Browse thread
Comparison of OCaml and MLton for numerics
- Yuanchen Zhu
[
Home
]
[ Index:
by date
|
by threads
]
[ Message by date: previous | next ] [ Message in thread: previous | next ] [ Thread: previous | next ]
[ Message by date: previous | next ] [ Message in thread: previous | next ] [ Thread: previous | next ]
| Date: | -- (:) |
| From: | Stephen Weeks <sweeks@s...> |
| Subject: | Re: [Caml-list] Comparison of OCaml and MLton for numerics |
> MLton's strength is that you don't have to pay the price for abstraction, > i.e. cleaning up your program (by factorizing it or making it more modular) > does not degrade performance. I have no experience with MLton, but I don't > believe that performances are much more difficult to predict than with OCaml > (Stephen?). Performance is much more difficult to predict with MLton than with OCaml. Even worse, with whole-program optimization a small change in one part of the program can affect performance in another part. That having been said, I would gladly take that drawback in exchange for the benefits of whole-program optimization. Eliminating the price of abstraction causes a change in mindset that helps one to avoid the mistake of premature optimization and to worry more about correctness and getting the code done. Also, although the performance of MLton is less predictable, it's not like the generated code is sometimes twice as fast as it would be with separate compilation and sometimes twice as slow. In reality, it's always as fast, and often, when the optimizations kick in, it's significantly faster (2, 3, 5 times). BTW, I'm not specifically comparing OCaml and MLton here -- I'm making the general observation that whole-program optimization adds optimization opportunities.

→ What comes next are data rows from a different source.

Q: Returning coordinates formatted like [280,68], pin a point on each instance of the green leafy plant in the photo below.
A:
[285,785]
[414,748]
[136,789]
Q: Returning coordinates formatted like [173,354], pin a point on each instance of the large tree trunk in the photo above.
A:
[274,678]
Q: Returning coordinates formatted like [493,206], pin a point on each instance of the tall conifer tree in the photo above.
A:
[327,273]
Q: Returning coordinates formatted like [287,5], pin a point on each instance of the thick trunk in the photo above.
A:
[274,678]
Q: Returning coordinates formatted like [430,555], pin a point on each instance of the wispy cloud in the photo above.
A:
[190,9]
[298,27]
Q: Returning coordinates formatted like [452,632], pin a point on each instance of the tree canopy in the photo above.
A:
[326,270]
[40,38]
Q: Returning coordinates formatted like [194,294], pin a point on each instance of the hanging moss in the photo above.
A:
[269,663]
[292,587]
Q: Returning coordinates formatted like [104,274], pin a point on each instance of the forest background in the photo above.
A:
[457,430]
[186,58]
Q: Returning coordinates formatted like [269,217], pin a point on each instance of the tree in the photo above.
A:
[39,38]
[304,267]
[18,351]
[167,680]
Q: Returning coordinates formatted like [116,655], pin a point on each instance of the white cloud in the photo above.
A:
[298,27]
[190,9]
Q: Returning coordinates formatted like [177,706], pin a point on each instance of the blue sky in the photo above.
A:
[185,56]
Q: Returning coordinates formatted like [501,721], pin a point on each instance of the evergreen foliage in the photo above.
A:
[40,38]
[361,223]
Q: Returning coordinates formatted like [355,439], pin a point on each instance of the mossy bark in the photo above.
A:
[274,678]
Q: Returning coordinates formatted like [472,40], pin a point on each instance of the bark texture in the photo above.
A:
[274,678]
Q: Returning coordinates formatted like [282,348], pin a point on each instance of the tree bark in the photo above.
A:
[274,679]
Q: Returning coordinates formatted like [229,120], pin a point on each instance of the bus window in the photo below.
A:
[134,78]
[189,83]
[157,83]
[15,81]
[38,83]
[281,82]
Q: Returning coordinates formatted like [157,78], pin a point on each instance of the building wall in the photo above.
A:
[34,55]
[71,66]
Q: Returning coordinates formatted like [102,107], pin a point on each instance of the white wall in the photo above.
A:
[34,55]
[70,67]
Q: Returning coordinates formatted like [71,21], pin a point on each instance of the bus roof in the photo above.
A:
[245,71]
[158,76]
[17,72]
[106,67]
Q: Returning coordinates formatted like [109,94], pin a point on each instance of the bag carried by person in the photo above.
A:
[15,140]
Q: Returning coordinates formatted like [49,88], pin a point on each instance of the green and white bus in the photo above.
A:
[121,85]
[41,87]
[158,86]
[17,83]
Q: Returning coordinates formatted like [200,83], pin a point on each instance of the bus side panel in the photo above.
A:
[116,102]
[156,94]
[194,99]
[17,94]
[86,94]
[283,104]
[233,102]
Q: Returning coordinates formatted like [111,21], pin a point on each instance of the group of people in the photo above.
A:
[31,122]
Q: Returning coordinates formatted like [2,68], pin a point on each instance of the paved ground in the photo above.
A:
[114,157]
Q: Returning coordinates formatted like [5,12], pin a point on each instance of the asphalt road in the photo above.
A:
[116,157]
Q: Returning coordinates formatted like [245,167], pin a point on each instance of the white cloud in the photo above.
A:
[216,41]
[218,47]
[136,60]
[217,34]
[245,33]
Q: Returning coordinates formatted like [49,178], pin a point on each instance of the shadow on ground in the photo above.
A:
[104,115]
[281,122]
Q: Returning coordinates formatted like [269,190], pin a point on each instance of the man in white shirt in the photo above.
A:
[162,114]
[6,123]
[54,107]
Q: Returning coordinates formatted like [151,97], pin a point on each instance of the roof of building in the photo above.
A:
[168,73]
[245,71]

Defunctorization is one example of the many whole-program optimizations in MLton that allow more abstract code without penalties. To answer a couple other questions on the list -- defunctorization can indeed give significant performance improvements, and after defunctorization, there are no performance penalties left from modules (indeed, there are no modules left :-). Also, the performance penalty at Jane Street (and other places) from functors is real, and causes people to rewrite code, manually duplicate code, etc. And, it prevents people from using functors in the first place, because they have a (conscious or unconscious) understanding of the cost. Unpredictable performance is a fact of life with computers. It's not possible to eliminate it, even with a sufficiently simple compilation approach. There are way too many other factors. I think it's better to encourage people to program in the cleanest way possible, and then to profile and improve their code if necessary. The same arguments that one can make for simple compilation strategies leading to predictable performance could be used to argue that we should all program in C or in assembly.